問題文:心周期に伴う心臓の変化で、収縮期の初期には心室の容積は変わらずに内圧が上昇していく。 このときの心臓で正しいのはどれか。

解説:正解は 4 の『左心室の内圧は大動脈圧よりも低い』です。心室容積が変わらずに内圧だけが急上昇している時期は『等容性収縮期』で、僧帽弁は心室内圧上昇により閉鎖、大動脈弁はまだ心室内圧が大動脈圧に到達していないため閉鎖したままです。両弁が閉じているので血液の出入りがなく、容積は拡張末期容積(EDV)で最大のまま保たれます。

選択肢考察

  1. × 1.  僧帽弁は開いている。

    心室が収縮を始めると心室内圧が心房内圧を上回るため、僧帽弁はすでに閉じている。この閉鎖音がI音(Ⅰ音)を構成する。

  2. × 2.  大動脈弁は開いている。

    等容性収縮期では心室内圧はまだ大動脈圧に達していないため大動脈弁は閉じている。内圧が大動脈圧を超えた瞬間に開き、駆出期が始まる。

  3. × 3.  左心室の容積は最小である。

    容積は拡張末期の最大値(EDV、約120mL程度)を保っている。
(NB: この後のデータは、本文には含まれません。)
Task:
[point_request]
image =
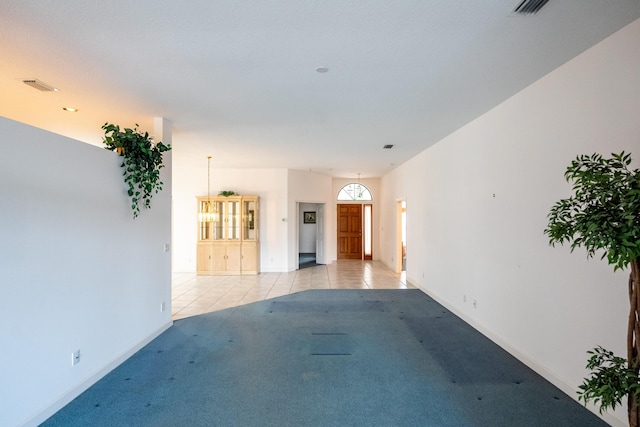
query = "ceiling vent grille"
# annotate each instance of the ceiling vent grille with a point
(529, 7)
(40, 85)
最小(収縮末期容積ESV)になるのは駆出期の終わりである。

  4. 4.  左心室の内圧は大動脈圧よりも低い。

    大動脈弁がまだ開いていない段階なので、心室内圧は大動脈圧より低い状態が続いており、両弁閉鎖のまま内圧だけが急上昇する。

心周期は①心房収縮期 ②等容性収縮期 ③駆出期 ④等容性弛緩期 ⑤充満期に分けられる。等容性収縮期では房室弁・半月弁ともに閉鎖しており血液の移動はない。駆出期に入ると心室内圧>大動脈圧となり半月弁が開き血液が駆出される。1回拍出量はEDV(拡張末期容積)−ESV(収縮末期容積)で表され、EDVの60〜70%が駆出率(EF)として心機能の指標になる。心音のⅠ音は房室弁閉鎖音(等容性収縮期の始まり)、Ⅱ音は半月弁閉鎖音(等容性弛緩期の始まり)に相当する。

『心室容積が変わらず内圧だけ上昇する』時期=等容性収縮期を同定し、このとき全ての弁が閉鎖し心室内圧がまだ大動脈圧に達していないことを問う問題。